Entende-se por evolução não somente a tecnificação promovida para produzir mais e mais. A qualidade do que se produz deve estar embutida neste processo, como se fosse estabelecida num manual. E qualidade, hoje em dia, não está apenas relacionada ao tamanho e ao aspecto do produto. Alguns requisitos básicos devem ser respeitados, pois laranja de tamanho grande mas seca por dentro deixa o consumidor eternamente desconfiado com o comerciante que lhe vendeu tal mercadoria. Terá direito, então, o comerciante de desconfiar de seu fornecedor, que poderá manifestar descontentamento com o intermediário ou com o homem do campo.
O que acontece, porém, com os hortifrutigranjeiros? O preço da abóbora está superior ao de alguma espécie de carne. O ovo, antes acessível, foge dos pratos das famílias menos abastadas. A alface também raramente entra nos últimos tempos nos carrinhos de compras. A culpa é da chuva, se o fenômeno ocorrer. Ou pode ser da estiagem, se a natureza mandar que a seca coloque à prova a fertilidade da terra. E serão sempre os fenômenos da natureza culpados: pela produção ruim e pela qualidade indesejável.
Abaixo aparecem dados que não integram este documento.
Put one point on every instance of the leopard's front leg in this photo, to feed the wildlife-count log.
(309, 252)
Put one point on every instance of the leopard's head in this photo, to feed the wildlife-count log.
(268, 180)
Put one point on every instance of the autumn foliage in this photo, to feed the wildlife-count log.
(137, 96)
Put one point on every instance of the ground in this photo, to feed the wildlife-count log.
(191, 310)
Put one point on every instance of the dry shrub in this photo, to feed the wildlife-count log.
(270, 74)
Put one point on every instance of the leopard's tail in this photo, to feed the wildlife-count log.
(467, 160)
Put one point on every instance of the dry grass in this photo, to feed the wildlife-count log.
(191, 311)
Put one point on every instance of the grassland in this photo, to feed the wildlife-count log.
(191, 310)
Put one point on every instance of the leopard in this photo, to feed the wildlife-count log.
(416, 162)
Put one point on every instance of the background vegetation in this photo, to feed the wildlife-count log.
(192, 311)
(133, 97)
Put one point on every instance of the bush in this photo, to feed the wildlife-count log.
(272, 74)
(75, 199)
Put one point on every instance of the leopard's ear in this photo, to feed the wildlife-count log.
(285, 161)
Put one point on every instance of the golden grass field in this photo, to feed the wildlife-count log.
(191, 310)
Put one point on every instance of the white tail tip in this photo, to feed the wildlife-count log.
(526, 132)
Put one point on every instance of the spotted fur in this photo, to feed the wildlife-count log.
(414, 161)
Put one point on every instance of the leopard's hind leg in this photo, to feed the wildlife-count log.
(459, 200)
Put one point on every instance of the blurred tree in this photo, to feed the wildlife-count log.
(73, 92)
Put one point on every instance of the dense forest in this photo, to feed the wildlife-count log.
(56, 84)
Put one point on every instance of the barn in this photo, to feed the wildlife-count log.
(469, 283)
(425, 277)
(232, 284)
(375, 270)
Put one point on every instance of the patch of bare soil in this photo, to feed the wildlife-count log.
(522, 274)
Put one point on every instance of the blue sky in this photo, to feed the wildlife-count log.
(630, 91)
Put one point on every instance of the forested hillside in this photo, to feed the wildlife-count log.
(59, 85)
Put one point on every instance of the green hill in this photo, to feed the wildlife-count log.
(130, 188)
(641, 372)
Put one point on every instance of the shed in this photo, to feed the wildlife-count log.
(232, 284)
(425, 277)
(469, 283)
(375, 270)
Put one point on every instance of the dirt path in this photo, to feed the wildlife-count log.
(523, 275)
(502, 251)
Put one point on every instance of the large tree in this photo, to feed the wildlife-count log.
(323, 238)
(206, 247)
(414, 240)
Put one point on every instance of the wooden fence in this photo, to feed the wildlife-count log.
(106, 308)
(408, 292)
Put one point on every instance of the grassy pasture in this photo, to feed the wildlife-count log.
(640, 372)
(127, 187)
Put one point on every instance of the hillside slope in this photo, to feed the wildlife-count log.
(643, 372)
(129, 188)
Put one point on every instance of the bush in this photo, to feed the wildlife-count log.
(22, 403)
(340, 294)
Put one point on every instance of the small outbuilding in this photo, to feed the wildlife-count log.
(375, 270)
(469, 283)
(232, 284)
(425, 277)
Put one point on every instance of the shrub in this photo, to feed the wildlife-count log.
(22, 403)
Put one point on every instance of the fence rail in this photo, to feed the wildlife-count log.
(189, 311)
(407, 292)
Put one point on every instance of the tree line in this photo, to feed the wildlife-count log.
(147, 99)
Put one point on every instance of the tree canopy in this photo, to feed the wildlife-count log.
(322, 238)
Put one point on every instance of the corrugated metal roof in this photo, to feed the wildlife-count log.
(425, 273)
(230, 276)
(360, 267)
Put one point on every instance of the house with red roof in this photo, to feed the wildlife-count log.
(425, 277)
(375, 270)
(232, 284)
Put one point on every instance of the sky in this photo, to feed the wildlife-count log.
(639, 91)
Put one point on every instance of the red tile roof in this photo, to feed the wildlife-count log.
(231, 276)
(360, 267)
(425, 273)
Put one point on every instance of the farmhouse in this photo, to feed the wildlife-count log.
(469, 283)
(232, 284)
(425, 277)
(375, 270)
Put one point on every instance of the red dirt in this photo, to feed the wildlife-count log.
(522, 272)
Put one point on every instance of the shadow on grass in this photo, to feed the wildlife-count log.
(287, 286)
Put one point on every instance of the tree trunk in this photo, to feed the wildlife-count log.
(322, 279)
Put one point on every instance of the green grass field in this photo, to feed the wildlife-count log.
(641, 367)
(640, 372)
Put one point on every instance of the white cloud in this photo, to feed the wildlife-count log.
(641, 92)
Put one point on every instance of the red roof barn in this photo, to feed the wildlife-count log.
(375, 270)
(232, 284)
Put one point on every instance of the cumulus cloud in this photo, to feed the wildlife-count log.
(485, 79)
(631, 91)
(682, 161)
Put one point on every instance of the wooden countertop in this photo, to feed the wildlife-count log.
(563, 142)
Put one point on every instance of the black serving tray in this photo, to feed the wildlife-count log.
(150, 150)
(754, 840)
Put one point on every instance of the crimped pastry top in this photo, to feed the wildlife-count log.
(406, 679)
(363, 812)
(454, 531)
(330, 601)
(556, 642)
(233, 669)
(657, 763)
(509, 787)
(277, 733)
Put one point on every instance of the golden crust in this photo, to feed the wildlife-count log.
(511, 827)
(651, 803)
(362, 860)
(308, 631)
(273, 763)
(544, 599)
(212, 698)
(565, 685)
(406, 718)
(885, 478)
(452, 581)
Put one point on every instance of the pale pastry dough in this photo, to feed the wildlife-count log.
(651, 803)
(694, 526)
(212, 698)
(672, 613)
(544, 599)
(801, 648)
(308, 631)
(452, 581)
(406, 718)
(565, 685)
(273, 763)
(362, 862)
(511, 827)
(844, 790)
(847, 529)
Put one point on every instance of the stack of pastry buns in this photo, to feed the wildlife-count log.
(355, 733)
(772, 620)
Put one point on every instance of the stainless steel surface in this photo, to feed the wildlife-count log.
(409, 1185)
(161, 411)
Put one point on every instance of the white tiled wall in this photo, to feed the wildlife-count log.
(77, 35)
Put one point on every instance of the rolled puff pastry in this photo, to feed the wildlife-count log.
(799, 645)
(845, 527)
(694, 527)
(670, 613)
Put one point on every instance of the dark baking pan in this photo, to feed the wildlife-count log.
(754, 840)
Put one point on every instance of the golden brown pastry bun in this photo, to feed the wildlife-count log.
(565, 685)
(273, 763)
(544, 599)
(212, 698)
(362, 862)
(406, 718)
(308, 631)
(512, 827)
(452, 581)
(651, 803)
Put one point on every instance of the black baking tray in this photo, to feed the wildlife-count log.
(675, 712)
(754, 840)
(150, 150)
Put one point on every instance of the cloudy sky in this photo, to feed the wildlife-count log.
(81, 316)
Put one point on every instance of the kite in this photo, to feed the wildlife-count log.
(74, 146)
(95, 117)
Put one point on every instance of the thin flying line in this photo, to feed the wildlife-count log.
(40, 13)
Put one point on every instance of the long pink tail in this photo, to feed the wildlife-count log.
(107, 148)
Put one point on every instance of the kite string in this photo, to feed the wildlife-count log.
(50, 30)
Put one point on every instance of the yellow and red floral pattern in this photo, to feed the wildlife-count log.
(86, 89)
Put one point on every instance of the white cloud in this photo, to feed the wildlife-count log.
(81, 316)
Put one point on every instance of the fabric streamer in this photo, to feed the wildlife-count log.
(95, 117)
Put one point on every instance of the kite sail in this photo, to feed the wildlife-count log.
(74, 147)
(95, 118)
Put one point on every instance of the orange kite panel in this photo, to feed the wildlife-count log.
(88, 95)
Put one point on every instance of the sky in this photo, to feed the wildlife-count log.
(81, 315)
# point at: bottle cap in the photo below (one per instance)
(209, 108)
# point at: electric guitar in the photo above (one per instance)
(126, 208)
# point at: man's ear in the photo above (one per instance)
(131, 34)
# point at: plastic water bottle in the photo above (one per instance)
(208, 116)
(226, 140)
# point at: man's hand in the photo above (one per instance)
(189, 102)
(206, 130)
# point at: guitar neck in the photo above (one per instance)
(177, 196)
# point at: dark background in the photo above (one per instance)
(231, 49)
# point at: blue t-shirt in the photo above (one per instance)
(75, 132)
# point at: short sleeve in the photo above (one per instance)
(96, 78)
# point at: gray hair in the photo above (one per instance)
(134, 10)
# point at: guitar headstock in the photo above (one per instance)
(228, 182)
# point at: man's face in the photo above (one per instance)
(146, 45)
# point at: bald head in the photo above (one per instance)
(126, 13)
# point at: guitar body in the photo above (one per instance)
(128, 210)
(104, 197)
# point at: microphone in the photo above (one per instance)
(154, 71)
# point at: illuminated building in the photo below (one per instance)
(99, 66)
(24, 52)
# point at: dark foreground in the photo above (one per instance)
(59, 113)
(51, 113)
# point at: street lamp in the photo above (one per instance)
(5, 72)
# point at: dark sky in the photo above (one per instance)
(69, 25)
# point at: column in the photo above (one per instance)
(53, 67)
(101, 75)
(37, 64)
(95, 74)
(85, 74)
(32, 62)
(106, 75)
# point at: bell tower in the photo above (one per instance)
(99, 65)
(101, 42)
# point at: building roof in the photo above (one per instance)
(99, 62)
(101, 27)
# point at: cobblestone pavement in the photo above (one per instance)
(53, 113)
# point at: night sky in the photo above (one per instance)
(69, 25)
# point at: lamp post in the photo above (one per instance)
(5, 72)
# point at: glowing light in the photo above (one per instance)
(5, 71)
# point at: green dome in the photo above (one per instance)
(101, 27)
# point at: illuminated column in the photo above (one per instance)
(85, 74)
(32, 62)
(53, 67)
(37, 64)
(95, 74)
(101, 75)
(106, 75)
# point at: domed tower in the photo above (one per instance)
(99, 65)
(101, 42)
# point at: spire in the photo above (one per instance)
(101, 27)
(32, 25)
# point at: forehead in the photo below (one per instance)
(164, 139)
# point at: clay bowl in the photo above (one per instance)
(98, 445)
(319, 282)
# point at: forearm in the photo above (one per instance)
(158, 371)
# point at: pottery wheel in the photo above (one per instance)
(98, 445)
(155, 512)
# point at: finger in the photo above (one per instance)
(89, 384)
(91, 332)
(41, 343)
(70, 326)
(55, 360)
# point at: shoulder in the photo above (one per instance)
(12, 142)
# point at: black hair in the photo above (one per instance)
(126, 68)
A tecnologia há de ter respostas para o bom produtor enfrentar as adversidades climáticas, mesmo aqueles que raramente se repetem. Chuva demais ou água de menos, porém, são ocorrências rotineiras. Assim como a entressafra, antes esperada com dor, agora é período de bom lucro para os que se valem de alternativas de plantio e de criações. Assim estes lucram, enquanto outros abanam as mãos vazias. Como no futebol, não se joga apenas tendo o vento a favor. Corre-se também contra ele.
Hora, portanto, de avançar, o que implica em produzir batendo nos contratempos, para forncer boas mercadorias a preços justos.